Palm sugar is now the main source of cash income for many older, landless and tenant farmers in the area - the palm trees are rented from local landlords. The palm sugar trees are planted on the narrow dykes running between the rice fields.

Palm sugar cakes
Palm sugar cakes.

From April until August, men climb as many as sixty of the ten metre high palm trees twice a day, to collect sap from the palm sugar flower at the top of the tree. Their day begins at 4am and may not finish until late in the evening. Each tree must be tapped every day or it will stop producing.

"Palm climbers like us are not allowed to get sick. No matter how sick we are, we have to climb because if we don't climb for just one day the palm will stop producing sap and the tree will be useless."


The sap is heated by women over a wood-fired stove until it turns into a syrup known locally as honey. The honey is then turned into vinegar, alcohol or palm sugar cake which is sold in markets as far away as northern Malaysia and the Thai capital Bangkok.

The work is hard and the hours long.

Livelihoods threatened

Most young people choose to work in the factories or on construction sites in nearby Had Yai, but older men and women have no choice but to continue in a profession handed down for generations. Their livelihoods have been threatened by the increased cost of firewood and the uncertain price for sugar cake in local markets. Timber prices have increased dramatically because of the over-cutting of native forests and because of competition for scrap timber from the pulp and paper industry.

The price of sugar cake drops dramatically during April and May when palm sugar trees produce sap. Those farmers who can afford to do so, keep the honey until the price rises later in the year. Most cannot.

Many of the palm sugar trees are disappearing as shrimp farms multiply along Thailand's southern coast; others are being cut for timber because of shortages following the selective ban on logging.

Unlike rice and rubber, palm sugar producers receive little or no government support such as guaranteed prices or agricultural extension services.


Palm sugar trees bordering paddy fields
Palm sugar trees bordering paddy fields, Sathingphra Peninsula.
Photo : Chris Adams, CAA


The Project:
Community Aid Abroad has been supporting this project since 1991. The project aims to introduce better stoves to heat sap and to improve the downstream processing and marketing of palm sugar products, drawing on capital provided by the community itself.

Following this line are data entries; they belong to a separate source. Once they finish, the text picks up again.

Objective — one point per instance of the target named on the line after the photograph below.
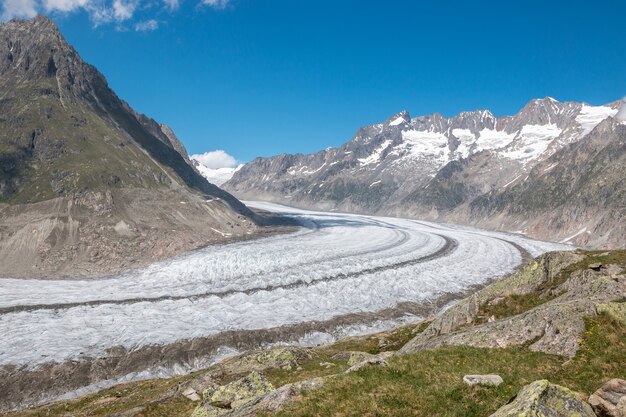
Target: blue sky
(262, 77)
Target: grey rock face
(543, 399)
(67, 141)
(610, 400)
(539, 171)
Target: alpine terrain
(554, 170)
(88, 185)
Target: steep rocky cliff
(553, 171)
(87, 184)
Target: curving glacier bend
(336, 264)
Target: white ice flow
(337, 264)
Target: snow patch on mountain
(591, 116)
(532, 142)
(375, 156)
(397, 122)
(425, 144)
(489, 139)
(467, 139)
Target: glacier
(335, 264)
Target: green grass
(430, 383)
(517, 304)
(427, 383)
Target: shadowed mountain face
(554, 170)
(58, 113)
(84, 179)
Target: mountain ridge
(388, 168)
(89, 186)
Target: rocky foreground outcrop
(559, 321)
(543, 399)
(557, 289)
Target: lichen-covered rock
(241, 391)
(356, 357)
(485, 380)
(610, 400)
(543, 399)
(271, 401)
(284, 357)
(371, 360)
(615, 310)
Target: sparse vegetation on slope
(428, 382)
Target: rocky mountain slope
(560, 321)
(552, 171)
(87, 184)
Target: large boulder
(543, 399)
(251, 395)
(610, 400)
(220, 401)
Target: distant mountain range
(87, 184)
(555, 170)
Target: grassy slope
(427, 383)
(430, 383)
(80, 148)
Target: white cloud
(147, 26)
(216, 159)
(172, 4)
(18, 8)
(218, 4)
(621, 114)
(101, 11)
(123, 10)
(64, 5)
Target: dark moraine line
(22, 386)
(449, 246)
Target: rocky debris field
(397, 373)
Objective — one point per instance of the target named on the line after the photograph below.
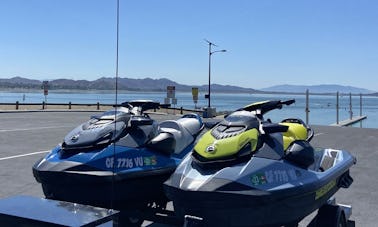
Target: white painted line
(27, 129)
(23, 155)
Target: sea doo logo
(75, 138)
(210, 149)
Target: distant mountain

In 1991 the project developed a new stove which is more fuel-efficient, more durable and which produces a cleaner product (because of reduced ash contamination and stable temperatures) in less time.

Project achievements



The groups are now working together to produce chemical-free palm sugar which is sold through alternative markets, often established by other non-government organisations, as far away as Bangkok. This is the first of what will be several inter-village projects which in time will produce local leaders who may stand for election to local councils.

The project is also working with young women from the villages who commute each day to work in the factories around Had Yai. Together with a Bangkok-based non-government organisation called Friends of Women, they have provided training on workers' rights and exposure tours to other labour groups. In this way, the project creatively bridges the rural urban divide.

Future developments

"What (palm sugar trees) we plant now are for the next generation. Although I know that climbing palms is hard work, I think it can be some source of security for my children."

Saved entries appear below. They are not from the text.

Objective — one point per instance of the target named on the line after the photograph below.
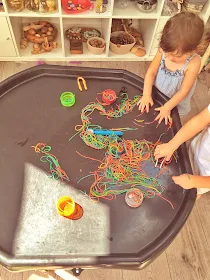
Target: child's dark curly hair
(182, 33)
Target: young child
(176, 65)
(199, 152)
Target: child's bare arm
(188, 181)
(189, 79)
(189, 130)
(146, 100)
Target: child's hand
(184, 180)
(144, 103)
(164, 151)
(164, 113)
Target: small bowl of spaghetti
(67, 99)
(134, 198)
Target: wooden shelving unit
(150, 24)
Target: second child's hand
(145, 102)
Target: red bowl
(85, 4)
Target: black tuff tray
(109, 233)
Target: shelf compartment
(17, 26)
(88, 14)
(132, 11)
(91, 13)
(100, 24)
(147, 28)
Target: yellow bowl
(65, 206)
(95, 50)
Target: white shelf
(87, 14)
(149, 24)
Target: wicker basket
(193, 6)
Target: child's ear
(160, 50)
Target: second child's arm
(189, 130)
(146, 100)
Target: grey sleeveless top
(169, 82)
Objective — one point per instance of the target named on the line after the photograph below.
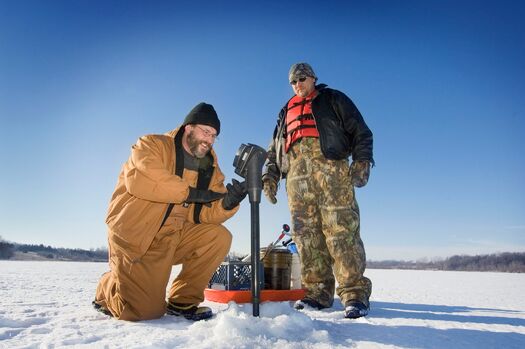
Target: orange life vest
(300, 121)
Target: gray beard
(193, 144)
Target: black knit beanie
(203, 114)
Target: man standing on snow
(317, 130)
(167, 209)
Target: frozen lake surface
(48, 305)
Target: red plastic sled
(223, 296)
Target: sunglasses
(207, 133)
(293, 82)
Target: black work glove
(359, 173)
(270, 189)
(203, 196)
(236, 193)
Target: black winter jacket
(342, 131)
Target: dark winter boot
(355, 309)
(101, 309)
(189, 311)
(301, 304)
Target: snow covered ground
(48, 305)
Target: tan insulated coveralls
(141, 255)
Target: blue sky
(440, 83)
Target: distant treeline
(22, 251)
(502, 262)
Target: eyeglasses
(293, 82)
(207, 133)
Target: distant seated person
(168, 208)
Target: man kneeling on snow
(167, 209)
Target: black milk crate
(232, 275)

In future, the project will concentrate less on palm sugar production and more on community-based enterprises and networking between villages, particularly amongst women (who have proved yet again to be the mainstays of community-based development.)

Aware funds will be used to support training in administration and small business management, the development of alternative markets for palm sugar products, research on alternative agriculture and support to set up women's groups and to run training courses.